Le transport aérien mondial devrait atteindre 1 008 milliards de dollars en 2025, dépassant les précédentes prévisions de 979 milliards, selon les dernières estimations de l’Association internationale du transport aérien (IATA). L’organisation anticipe une nouvelle hausse en 2026, avec un chiffre d’affaires prévu de 1 053 milliards de dollars. Malgré cette croissance globale, l’Afrique se positionne comme la région la moins rentable.
Selon l’IATA, qui fédère 80 % du trafic aérien mondial, les compagnies africaines ne devraient dégager qu’un bénéfice net de 1,3 dollar par passager en 2026. Ce chiffre reste marginal comparé aux 28,6 dollars des transporteurs du Moyen-Orient (les plus performants), aux 10,9 dollars en Europe ou même aux 3,2 dollars en Asie-Pacifique.
Au niveau mondial, le secteur affiche pourtant une santé robuste. Le trafic passager continue sa reprise, frôlant 5 milliards de voyageurs en 2025, largement au-dessus du record d’avant la pandémie de COVID-19 (4,54 milliards en 2019). L’IATA prévoit que les compagnies aériennes pourraient réaliser un bénéfice historique de 39,5 milliards de dollars en 2025, contre 31,5 milliards en 2024. Les transporteurs du Golfe restent les plus rentables, suivis par les compagnies européennes, dont la marge nette (4,8 %) dépasse celle des nord-américaines (3,3 %).
Cette performance globale masque le défi structurel de la connectivité et de la rentabilité en Afrique. La faible marge par passager souligne les obstacles persistants : coûts opérationnels élevés, taxes importantes, infrastructures limitées et forte concurrence sur les routes internationales.
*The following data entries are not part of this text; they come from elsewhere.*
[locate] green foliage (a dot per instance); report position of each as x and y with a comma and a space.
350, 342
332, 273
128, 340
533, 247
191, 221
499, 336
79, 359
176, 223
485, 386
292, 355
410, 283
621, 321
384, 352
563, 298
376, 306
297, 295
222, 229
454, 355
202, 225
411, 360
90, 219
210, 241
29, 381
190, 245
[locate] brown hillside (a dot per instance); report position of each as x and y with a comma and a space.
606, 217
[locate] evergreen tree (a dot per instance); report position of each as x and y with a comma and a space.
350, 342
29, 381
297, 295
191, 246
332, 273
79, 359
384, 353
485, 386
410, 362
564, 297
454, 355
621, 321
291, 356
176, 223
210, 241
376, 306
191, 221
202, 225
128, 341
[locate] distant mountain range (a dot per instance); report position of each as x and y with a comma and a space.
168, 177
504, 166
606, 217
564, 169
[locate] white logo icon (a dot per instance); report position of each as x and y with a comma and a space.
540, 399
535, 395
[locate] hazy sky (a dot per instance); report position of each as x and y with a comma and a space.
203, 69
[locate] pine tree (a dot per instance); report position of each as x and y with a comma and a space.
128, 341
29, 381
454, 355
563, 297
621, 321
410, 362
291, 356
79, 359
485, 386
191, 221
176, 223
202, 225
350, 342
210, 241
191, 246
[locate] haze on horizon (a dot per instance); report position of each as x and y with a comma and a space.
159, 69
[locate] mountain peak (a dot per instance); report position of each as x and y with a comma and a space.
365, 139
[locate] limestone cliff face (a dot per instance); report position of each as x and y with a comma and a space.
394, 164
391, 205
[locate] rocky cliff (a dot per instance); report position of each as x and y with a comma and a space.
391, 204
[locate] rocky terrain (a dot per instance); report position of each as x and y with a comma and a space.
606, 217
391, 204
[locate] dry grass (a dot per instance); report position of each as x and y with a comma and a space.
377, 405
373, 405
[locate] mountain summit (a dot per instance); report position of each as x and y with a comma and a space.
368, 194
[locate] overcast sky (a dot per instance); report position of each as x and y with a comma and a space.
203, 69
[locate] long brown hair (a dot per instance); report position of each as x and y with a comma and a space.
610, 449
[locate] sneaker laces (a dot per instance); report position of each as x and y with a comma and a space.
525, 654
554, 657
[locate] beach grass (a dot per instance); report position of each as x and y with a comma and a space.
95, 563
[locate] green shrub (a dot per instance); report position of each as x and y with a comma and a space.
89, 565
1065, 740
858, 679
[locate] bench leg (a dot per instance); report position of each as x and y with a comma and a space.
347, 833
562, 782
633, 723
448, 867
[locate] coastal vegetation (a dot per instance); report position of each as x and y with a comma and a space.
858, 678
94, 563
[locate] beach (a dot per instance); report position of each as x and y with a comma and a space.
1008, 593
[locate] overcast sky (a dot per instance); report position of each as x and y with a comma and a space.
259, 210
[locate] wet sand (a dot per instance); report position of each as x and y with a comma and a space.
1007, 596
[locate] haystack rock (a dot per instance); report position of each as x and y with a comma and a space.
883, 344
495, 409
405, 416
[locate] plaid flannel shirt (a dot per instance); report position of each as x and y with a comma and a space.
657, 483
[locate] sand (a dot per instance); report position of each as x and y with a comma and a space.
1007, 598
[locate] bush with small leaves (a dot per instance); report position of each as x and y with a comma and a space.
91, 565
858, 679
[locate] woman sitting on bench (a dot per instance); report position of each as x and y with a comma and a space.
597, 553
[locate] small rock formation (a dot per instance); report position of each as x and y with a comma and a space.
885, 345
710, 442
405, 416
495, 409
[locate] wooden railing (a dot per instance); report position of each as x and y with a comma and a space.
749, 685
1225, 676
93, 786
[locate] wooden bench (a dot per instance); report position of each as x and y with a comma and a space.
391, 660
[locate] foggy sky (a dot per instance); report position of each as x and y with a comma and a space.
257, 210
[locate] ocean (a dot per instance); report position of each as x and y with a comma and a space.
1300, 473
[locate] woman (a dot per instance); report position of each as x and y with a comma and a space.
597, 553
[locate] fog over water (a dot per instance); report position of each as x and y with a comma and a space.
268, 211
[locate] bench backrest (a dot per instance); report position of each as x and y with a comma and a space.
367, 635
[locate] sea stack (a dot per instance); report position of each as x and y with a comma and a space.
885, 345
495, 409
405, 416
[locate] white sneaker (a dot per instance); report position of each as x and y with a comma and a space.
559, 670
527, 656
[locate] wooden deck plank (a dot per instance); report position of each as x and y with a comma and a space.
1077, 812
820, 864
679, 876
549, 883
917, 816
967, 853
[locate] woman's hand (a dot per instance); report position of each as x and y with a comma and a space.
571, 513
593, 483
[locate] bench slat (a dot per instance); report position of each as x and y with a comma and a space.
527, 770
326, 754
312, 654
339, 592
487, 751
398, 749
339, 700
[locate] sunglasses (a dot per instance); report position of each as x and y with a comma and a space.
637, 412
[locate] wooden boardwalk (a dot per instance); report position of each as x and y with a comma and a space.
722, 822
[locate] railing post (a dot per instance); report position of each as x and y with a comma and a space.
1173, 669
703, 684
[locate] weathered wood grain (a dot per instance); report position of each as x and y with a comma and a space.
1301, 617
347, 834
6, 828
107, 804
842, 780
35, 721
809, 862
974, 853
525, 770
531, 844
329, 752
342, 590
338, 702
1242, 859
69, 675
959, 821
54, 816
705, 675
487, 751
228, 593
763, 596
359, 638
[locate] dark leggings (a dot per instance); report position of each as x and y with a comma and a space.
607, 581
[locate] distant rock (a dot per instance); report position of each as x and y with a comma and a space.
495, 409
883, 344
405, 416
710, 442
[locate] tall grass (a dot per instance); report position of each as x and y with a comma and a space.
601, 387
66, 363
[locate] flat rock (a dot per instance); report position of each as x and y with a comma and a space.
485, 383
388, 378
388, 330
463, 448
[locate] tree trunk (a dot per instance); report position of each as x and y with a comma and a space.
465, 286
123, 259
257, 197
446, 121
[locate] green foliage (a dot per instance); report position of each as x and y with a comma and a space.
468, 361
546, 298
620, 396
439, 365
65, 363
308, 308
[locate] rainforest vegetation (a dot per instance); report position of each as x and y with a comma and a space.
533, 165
Pourtant, ce contraste met également en lumière le potentiel de croissance considérable du marché aérien africain. Alors que le trafic mondial bat des records, la rentabilité marginale des compagnies du continent appelle à des investissements stratégiques pour améliorer l’efficacité, développer les hubs régionaux et mieux intégrer l’Afrique dans le réseau aérien mondial en pleine expansion.